Pour terminer sur une note plus encourageante, nous donnerons comme preuve de la nullité absolue de l'usure des disques par les aiguilles non métalliques, le cas de notre disque test ayant à son actif plus de six mille reproductions sans altération appréciable (Fantaisie impromptu de Chopin par Backhaus). Il est à présumer qu'avec l'aiguille d'acier on jouerait... la face opposée !
Le Disque et la Discothèque
Les disques durs moulés sont constitués par une matière à base de gomme laque. A la matière du début produisant un frottement très intense, succéda progressivement une pâte de plus en plus homogène. Ce perfectionnement et celui apporté aux « moulages galvanoplastiques » parvinrent à produire des disques exempts de tous bruits indésirables. Pour ne pas grever le prix de revient du disque, certaines firmes n'utilisent cette nouvelle pâte qu'en couche superficielle sur matière ordinaire avec interposition d'une feuille de papier. Ce disque est moins fragile, mais présente parfois le défaut de provoquer au bout d'un temps indéterminé de petites bulles qui s'écaillent au passage de l'aiguille. Ce phénomène est très rare, mais devait être indiqué. Dans ce cas, le mieux sera de reporter le disque au vendeur. Il signalera ce défaut de fabrication à l'usine qui avisera.

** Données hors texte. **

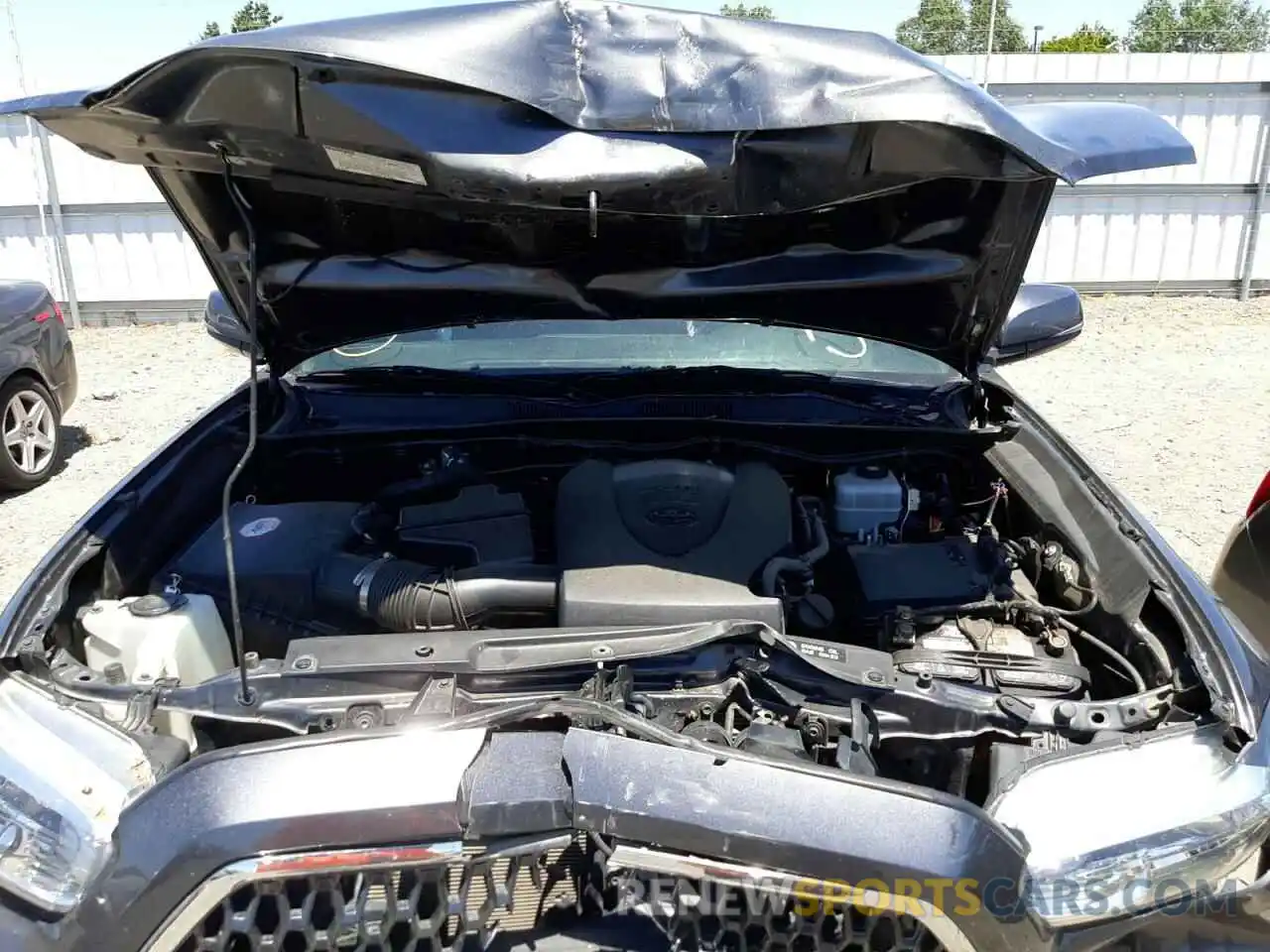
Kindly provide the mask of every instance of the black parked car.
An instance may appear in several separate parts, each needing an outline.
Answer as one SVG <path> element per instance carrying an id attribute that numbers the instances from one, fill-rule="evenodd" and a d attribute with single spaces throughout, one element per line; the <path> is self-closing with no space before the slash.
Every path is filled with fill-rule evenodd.
<path id="1" fill-rule="evenodd" d="M 34 489 L 62 459 L 79 372 L 62 310 L 38 281 L 0 281 L 0 490 Z"/>
<path id="2" fill-rule="evenodd" d="M 1265 943 L 1267 658 L 994 372 L 1165 121 L 591 0 L 8 109 L 255 373 L 0 619 L 0 948 Z"/>

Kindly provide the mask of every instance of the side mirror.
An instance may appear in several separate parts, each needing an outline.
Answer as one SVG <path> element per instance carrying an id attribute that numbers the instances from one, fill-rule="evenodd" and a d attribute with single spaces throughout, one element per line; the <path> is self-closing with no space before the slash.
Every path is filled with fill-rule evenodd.
<path id="1" fill-rule="evenodd" d="M 251 335 L 246 325 L 239 320 L 225 300 L 225 294 L 213 291 L 207 296 L 207 307 L 203 308 L 203 329 L 213 340 L 218 340 L 225 347 L 246 355 L 251 353 Z M 263 355 L 257 350 L 257 359 L 263 360 Z"/>
<path id="2" fill-rule="evenodd" d="M 1062 284 L 1024 284 L 1010 306 L 992 355 L 997 364 L 1022 360 L 1069 344 L 1083 329 L 1085 310 L 1074 289 Z"/>

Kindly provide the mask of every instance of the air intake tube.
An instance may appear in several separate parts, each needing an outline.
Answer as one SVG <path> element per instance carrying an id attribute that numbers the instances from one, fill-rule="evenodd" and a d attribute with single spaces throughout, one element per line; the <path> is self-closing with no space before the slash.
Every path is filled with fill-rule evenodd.
<path id="1" fill-rule="evenodd" d="M 389 631 L 471 628 L 491 614 L 549 614 L 556 571 L 526 565 L 516 575 L 446 575 L 400 559 L 334 555 L 318 571 L 318 600 L 371 618 Z"/>

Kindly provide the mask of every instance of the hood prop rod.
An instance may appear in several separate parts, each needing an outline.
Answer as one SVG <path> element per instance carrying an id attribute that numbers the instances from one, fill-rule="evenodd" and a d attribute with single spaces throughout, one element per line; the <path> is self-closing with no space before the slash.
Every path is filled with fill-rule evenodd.
<path id="1" fill-rule="evenodd" d="M 259 341 L 257 340 L 257 307 L 259 305 L 259 291 L 257 288 L 258 256 L 255 226 L 251 223 L 251 206 L 248 204 L 237 183 L 234 182 L 234 170 L 230 165 L 229 154 L 224 147 L 220 149 L 220 154 L 221 162 L 225 165 L 225 189 L 229 192 L 230 201 L 234 203 L 235 211 L 237 211 L 239 217 L 243 220 L 243 228 L 246 231 L 246 330 L 250 340 L 250 347 L 248 348 L 248 435 L 246 448 L 243 451 L 243 456 L 239 458 L 232 472 L 230 472 L 229 479 L 225 480 L 225 489 L 221 493 L 221 529 L 225 539 L 225 576 L 230 588 L 230 623 L 234 628 L 234 654 L 237 656 L 239 663 L 237 702 L 243 707 L 251 707 L 255 703 L 255 689 L 248 682 L 246 675 L 246 638 L 243 635 L 243 613 L 239 608 L 237 597 L 237 572 L 234 569 L 234 527 L 230 524 L 230 505 L 234 501 L 234 484 L 237 482 L 239 476 L 243 475 L 248 462 L 251 459 L 251 454 L 255 452 L 255 437 L 260 416 L 260 404 L 257 393 L 259 388 L 257 381 L 257 358 L 259 352 Z"/>

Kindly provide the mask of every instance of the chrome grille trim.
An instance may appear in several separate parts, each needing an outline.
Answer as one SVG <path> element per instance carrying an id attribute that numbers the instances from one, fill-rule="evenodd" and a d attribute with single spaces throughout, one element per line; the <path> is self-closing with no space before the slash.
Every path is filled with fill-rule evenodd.
<path id="1" fill-rule="evenodd" d="M 481 859 L 498 861 L 533 856 L 568 847 L 575 834 L 503 840 L 479 850 Z M 399 847 L 331 849 L 321 852 L 277 853 L 241 859 L 224 866 L 190 892 L 180 906 L 159 927 L 142 952 L 177 952 L 217 906 L 244 886 L 293 876 L 359 873 L 394 867 L 444 867 L 471 858 L 471 848 L 453 840 Z"/>

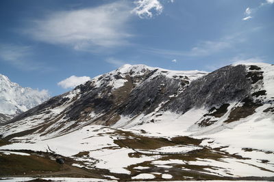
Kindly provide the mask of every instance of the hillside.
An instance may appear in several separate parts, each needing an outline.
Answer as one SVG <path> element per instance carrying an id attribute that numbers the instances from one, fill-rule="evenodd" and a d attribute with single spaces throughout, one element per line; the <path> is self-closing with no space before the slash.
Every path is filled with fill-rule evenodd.
<path id="1" fill-rule="evenodd" d="M 122 181 L 273 180 L 273 91 L 266 63 L 210 73 L 125 65 L 10 120 L 0 149 L 62 156 L 66 176 L 79 176 L 73 166 Z"/>

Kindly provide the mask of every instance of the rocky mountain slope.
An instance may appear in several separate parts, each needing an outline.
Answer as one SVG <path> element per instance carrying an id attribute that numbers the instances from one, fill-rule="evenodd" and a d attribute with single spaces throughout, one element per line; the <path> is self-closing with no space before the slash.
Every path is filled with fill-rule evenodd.
<path id="1" fill-rule="evenodd" d="M 273 91 L 266 63 L 125 65 L 1 126 L 12 143 L 0 149 L 58 154 L 104 179 L 273 180 Z"/>
<path id="2" fill-rule="evenodd" d="M 46 91 L 22 87 L 0 74 L 0 122 L 10 120 L 49 98 Z"/>

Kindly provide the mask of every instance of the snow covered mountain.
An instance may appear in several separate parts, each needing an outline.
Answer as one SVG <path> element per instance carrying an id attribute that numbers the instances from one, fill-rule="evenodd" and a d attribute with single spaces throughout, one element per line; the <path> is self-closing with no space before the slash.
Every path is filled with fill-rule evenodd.
<path id="1" fill-rule="evenodd" d="M 267 63 L 125 65 L 10 120 L 0 149 L 58 154 L 108 179 L 273 180 L 273 91 Z"/>
<path id="2" fill-rule="evenodd" d="M 49 98 L 47 91 L 23 88 L 0 74 L 0 122 L 8 121 Z"/>

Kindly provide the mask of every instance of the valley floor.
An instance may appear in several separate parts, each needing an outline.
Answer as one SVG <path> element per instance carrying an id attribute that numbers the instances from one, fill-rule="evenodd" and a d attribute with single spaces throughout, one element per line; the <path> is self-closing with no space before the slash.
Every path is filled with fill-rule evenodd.
<path id="1" fill-rule="evenodd" d="M 1 141 L 0 177 L 77 177 L 75 181 L 86 177 L 88 181 L 274 180 L 272 151 L 222 145 L 210 138 L 154 134 L 88 125 L 36 142 L 23 138 Z M 58 164 L 57 158 L 64 164 Z M 18 181 L 12 180 L 5 181 Z"/>

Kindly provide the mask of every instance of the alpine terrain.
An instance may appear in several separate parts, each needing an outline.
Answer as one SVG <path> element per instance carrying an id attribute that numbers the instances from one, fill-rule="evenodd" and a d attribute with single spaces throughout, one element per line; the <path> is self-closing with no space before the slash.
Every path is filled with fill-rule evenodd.
<path id="1" fill-rule="evenodd" d="M 49 99 L 47 91 L 24 88 L 0 74 L 0 123 Z"/>
<path id="2" fill-rule="evenodd" d="M 24 112 L 0 126 L 2 177 L 274 180 L 274 65 L 125 65 L 42 104 L 0 90 L 0 112 Z"/>

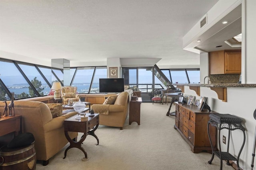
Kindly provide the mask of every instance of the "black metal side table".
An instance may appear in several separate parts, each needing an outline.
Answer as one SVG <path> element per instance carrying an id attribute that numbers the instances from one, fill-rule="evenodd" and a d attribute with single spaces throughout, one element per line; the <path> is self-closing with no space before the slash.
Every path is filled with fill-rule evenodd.
<path id="1" fill-rule="evenodd" d="M 212 161 L 213 160 L 214 155 L 219 158 L 220 159 L 220 170 L 222 169 L 222 160 L 227 160 L 227 164 L 230 165 L 228 160 L 235 160 L 236 161 L 238 169 L 240 169 L 239 167 L 239 157 L 242 152 L 243 148 L 244 146 L 245 143 L 245 129 L 242 125 L 242 120 L 241 119 L 236 116 L 235 116 L 229 114 L 220 114 L 220 113 L 212 113 L 210 114 L 209 115 L 210 117 L 210 120 L 208 122 L 208 136 L 210 139 L 212 149 L 212 158 L 210 160 L 208 161 L 209 164 L 212 164 Z M 209 127 L 210 124 L 212 126 L 215 126 L 218 130 L 218 143 L 219 147 L 220 148 L 219 151 L 214 151 L 213 149 L 213 147 L 212 144 L 212 140 L 211 139 L 210 136 L 209 134 Z M 220 147 L 220 131 L 223 129 L 228 129 L 228 146 L 227 148 L 227 152 L 222 152 Z M 230 131 L 233 131 L 236 129 L 240 129 L 243 131 L 244 133 L 244 141 L 241 147 L 241 149 L 239 151 L 237 158 L 236 158 L 234 156 L 228 152 L 228 149 L 229 147 L 229 141 L 230 135 Z"/>

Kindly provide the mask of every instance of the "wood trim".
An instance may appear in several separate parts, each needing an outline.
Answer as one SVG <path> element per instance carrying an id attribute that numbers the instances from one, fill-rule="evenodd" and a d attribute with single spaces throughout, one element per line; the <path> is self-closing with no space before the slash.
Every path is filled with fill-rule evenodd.
<path id="1" fill-rule="evenodd" d="M 200 87 L 195 86 L 190 86 L 189 89 L 192 90 L 195 92 L 198 96 L 200 96 Z"/>
<path id="2" fill-rule="evenodd" d="M 219 99 L 227 102 L 227 88 L 210 87 L 210 88 L 217 93 Z"/>

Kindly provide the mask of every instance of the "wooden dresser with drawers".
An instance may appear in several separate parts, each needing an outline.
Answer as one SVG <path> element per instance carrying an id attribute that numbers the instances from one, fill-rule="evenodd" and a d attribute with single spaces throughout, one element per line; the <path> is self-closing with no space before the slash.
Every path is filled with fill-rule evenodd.
<path id="1" fill-rule="evenodd" d="M 188 143 L 193 153 L 205 151 L 212 153 L 207 132 L 209 115 L 216 113 L 207 109 L 201 111 L 197 106 L 175 102 L 176 117 L 174 129 Z M 210 126 L 209 130 L 214 150 L 216 150 L 216 129 Z"/>

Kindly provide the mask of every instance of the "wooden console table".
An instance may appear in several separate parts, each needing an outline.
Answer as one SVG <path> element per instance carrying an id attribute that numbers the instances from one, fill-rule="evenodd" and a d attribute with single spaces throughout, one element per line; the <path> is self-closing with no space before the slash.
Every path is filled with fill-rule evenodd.
<path id="1" fill-rule="evenodd" d="M 216 112 L 202 111 L 195 106 L 188 106 L 177 102 L 175 103 L 176 117 L 174 129 L 177 129 L 181 136 L 190 147 L 193 153 L 206 151 L 211 153 L 212 146 L 208 137 L 207 126 L 211 113 Z M 216 130 L 210 127 L 211 139 L 213 150 L 216 147 Z"/>
<path id="2" fill-rule="evenodd" d="M 0 118 L 0 136 L 13 133 L 13 136 L 17 136 L 21 131 L 21 115 L 1 116 Z"/>
<path id="3" fill-rule="evenodd" d="M 136 100 L 131 100 L 130 102 L 129 110 L 129 124 L 135 121 L 138 125 L 140 125 L 140 104 L 142 102 L 142 98 L 138 97 Z"/>

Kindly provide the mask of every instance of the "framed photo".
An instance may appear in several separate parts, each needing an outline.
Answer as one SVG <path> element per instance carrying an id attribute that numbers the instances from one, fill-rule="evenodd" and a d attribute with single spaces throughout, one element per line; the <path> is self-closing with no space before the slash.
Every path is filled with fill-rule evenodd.
<path id="1" fill-rule="evenodd" d="M 183 103 L 184 99 L 184 97 L 180 96 L 180 98 L 179 98 L 179 101 L 178 101 L 178 102 L 179 103 Z"/>
<path id="2" fill-rule="evenodd" d="M 201 109 L 201 108 L 203 106 L 203 103 L 204 102 L 204 97 L 201 97 L 200 98 L 200 100 L 199 100 L 199 102 L 198 103 L 198 105 L 197 106 L 197 107 L 199 108 L 199 109 Z"/>
<path id="3" fill-rule="evenodd" d="M 110 67 L 109 78 L 117 78 L 118 77 L 118 67 Z"/>
<path id="4" fill-rule="evenodd" d="M 185 103 L 188 103 L 188 98 L 189 98 L 189 96 L 190 96 L 190 95 L 188 95 L 187 94 L 186 94 L 185 95 L 184 95 L 184 99 L 183 100 L 183 101 L 184 101 L 184 102 Z"/>
<path id="5" fill-rule="evenodd" d="M 193 103 L 193 102 L 194 100 L 194 98 L 195 98 L 195 96 L 190 96 L 188 98 L 188 102 L 187 103 L 187 104 L 188 105 L 191 105 Z"/>
<path id="6" fill-rule="evenodd" d="M 198 104 L 199 103 L 199 100 L 195 100 L 195 102 L 194 102 L 194 105 L 196 106 L 198 106 Z"/>
<path id="7" fill-rule="evenodd" d="M 129 89 L 130 87 L 129 85 L 124 85 L 124 90 L 126 90 Z"/>

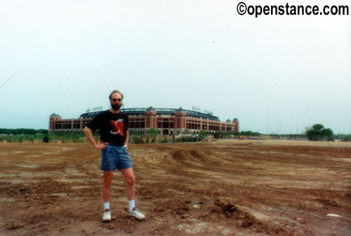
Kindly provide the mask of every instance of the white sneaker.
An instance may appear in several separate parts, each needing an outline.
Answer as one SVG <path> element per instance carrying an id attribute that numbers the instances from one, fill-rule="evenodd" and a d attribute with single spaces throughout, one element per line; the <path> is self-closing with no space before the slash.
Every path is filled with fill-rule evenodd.
<path id="1" fill-rule="evenodd" d="M 145 218 L 145 216 L 144 216 L 143 213 L 139 211 L 135 207 L 133 209 L 133 211 L 129 212 L 129 216 L 133 216 L 138 220 L 143 220 Z"/>
<path id="2" fill-rule="evenodd" d="M 103 222 L 111 221 L 111 211 L 109 209 L 107 209 L 104 211 L 104 216 L 102 216 Z"/>

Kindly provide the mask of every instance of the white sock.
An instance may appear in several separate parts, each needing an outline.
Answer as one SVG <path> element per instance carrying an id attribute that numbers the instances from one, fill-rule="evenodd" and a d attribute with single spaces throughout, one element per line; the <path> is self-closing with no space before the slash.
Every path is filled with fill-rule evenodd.
<path id="1" fill-rule="evenodd" d="M 110 202 L 104 202 L 104 210 L 110 209 Z"/>
<path id="2" fill-rule="evenodd" d="M 128 201 L 128 203 L 129 204 L 129 212 L 131 212 L 135 207 L 135 200 Z"/>

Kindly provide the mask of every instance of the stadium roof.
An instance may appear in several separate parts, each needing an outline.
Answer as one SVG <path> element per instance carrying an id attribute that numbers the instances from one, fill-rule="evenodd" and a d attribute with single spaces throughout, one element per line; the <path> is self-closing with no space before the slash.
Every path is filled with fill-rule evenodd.
<path id="1" fill-rule="evenodd" d="M 153 110 L 156 111 L 157 114 L 175 114 L 176 112 L 185 112 L 187 113 L 187 116 L 189 117 L 201 117 L 205 119 L 209 119 L 212 120 L 219 121 L 218 117 L 214 115 L 202 113 L 200 112 L 192 111 L 190 110 L 185 110 L 182 107 L 178 109 L 174 108 L 155 108 L 152 107 L 150 107 L 147 108 L 124 108 L 121 109 L 121 112 L 127 114 L 127 115 L 133 115 L 133 114 L 145 114 L 145 111 Z M 80 118 L 88 118 L 88 117 L 95 117 L 98 114 L 100 113 L 101 111 L 99 112 L 86 112 L 81 114 Z"/>

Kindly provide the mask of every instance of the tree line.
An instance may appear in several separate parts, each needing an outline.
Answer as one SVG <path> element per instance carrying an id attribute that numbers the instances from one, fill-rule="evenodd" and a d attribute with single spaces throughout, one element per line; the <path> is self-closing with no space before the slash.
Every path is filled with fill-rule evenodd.
<path id="1" fill-rule="evenodd" d="M 46 134 L 48 133 L 47 129 L 3 129 L 0 128 L 0 134 L 16 135 L 16 134 Z"/>

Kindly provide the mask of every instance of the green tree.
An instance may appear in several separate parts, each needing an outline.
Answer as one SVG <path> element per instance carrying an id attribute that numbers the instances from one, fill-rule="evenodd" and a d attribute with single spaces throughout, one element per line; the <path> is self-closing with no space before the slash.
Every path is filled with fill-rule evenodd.
<path id="1" fill-rule="evenodd" d="M 333 140 L 333 131 L 330 129 L 324 129 L 324 126 L 321 124 L 315 124 L 306 131 L 306 136 L 309 140 L 319 141 L 326 140 L 331 141 Z"/>

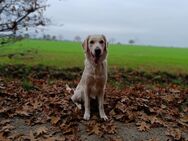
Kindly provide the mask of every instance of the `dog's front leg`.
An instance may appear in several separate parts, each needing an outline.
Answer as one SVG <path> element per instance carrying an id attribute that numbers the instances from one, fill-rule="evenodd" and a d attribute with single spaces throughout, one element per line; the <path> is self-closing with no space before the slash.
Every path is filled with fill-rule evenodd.
<path id="1" fill-rule="evenodd" d="M 108 120 L 108 117 L 104 112 L 104 90 L 101 90 L 101 93 L 98 95 L 98 103 L 100 118 L 102 118 L 105 121 Z"/>
<path id="2" fill-rule="evenodd" d="M 84 112 L 84 119 L 89 120 L 90 119 L 90 97 L 89 97 L 89 88 L 86 87 L 84 91 L 84 106 L 85 106 L 85 112 Z"/>

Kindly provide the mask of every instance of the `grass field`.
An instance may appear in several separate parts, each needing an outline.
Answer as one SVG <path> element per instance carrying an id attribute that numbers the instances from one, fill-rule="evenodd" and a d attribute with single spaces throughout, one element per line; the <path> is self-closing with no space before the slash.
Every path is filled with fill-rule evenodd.
<path id="1" fill-rule="evenodd" d="M 43 64 L 57 68 L 83 67 L 81 43 L 23 40 L 0 47 L 0 64 Z M 110 67 L 188 73 L 188 48 L 109 45 Z"/>

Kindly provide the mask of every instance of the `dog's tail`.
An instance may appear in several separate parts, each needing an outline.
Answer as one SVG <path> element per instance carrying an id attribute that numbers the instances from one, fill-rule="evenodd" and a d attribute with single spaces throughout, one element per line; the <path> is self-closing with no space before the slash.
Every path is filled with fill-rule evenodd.
<path id="1" fill-rule="evenodd" d="M 68 84 L 65 85 L 66 87 L 66 91 L 70 94 L 74 94 L 74 89 L 73 88 L 70 88 Z"/>

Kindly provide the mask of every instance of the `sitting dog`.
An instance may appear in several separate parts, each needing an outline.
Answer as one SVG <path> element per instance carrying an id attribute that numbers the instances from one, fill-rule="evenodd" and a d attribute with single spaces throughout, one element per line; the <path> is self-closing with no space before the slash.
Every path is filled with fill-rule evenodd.
<path id="1" fill-rule="evenodd" d="M 108 120 L 104 112 L 104 92 L 107 82 L 107 41 L 104 35 L 89 35 L 82 44 L 85 51 L 85 68 L 81 80 L 71 97 L 81 109 L 84 102 L 84 119 L 90 119 L 90 98 L 98 98 L 99 114 Z"/>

Une précaution indispensable à prendre, si l'on veut conserver sa collection de disques en bon état, est le nettoyage du sillon avant chaque audition, surtout si l'on fait usage de l'aiguille d'acier. Après le passage de l'aiguille, il reste dans le sillon des particules extrêmement ténues formées de la matière du disque et de celle de l'aiguille. Si ces poussières ne sont pas éliminées entièrement, elles constituent un abrasif désastreux pour les parois du sillon au moment du passage de l'aiguille suivante. Il est donc indispensable d'enlever ces poussières à l'aide d'une brosse, bichon ou pinceau spécialement affecté à cette opération. Le mieux est de pratiquer ce nettoyage avec une brosse de peintre dite queue de morue de 8 à 10 cm. de largeur, en soie de porc assez longue. Il existe aussi de petites brosses qui se fixent sur le bras du pick-up ou le coude du diaphragme et qui précèdent, de quelques spires, le déplacement de l'aiguille dans le sillon. Nous préférons l'action plus énergique et effective de la queue de morue, encore que les deux moyens peuvent avantageusement se combiner. Avant l'audition, emploi de la queue de morue, pendant la marche, usage de la petite brosse mais placée après le passage de la pointe. Ce mode opératoire nettoie une grande partie des poussières qui viennent de se former et qui ne sont pas encore très adhérentes à la matière du disque. Deux précautions valent mieux qu'une. Mais ce nettoyage automatique a l'inconvénient de freiner la marche du moteur et cela en rapport avec la dureté de ladite brosse et de la force du moteur.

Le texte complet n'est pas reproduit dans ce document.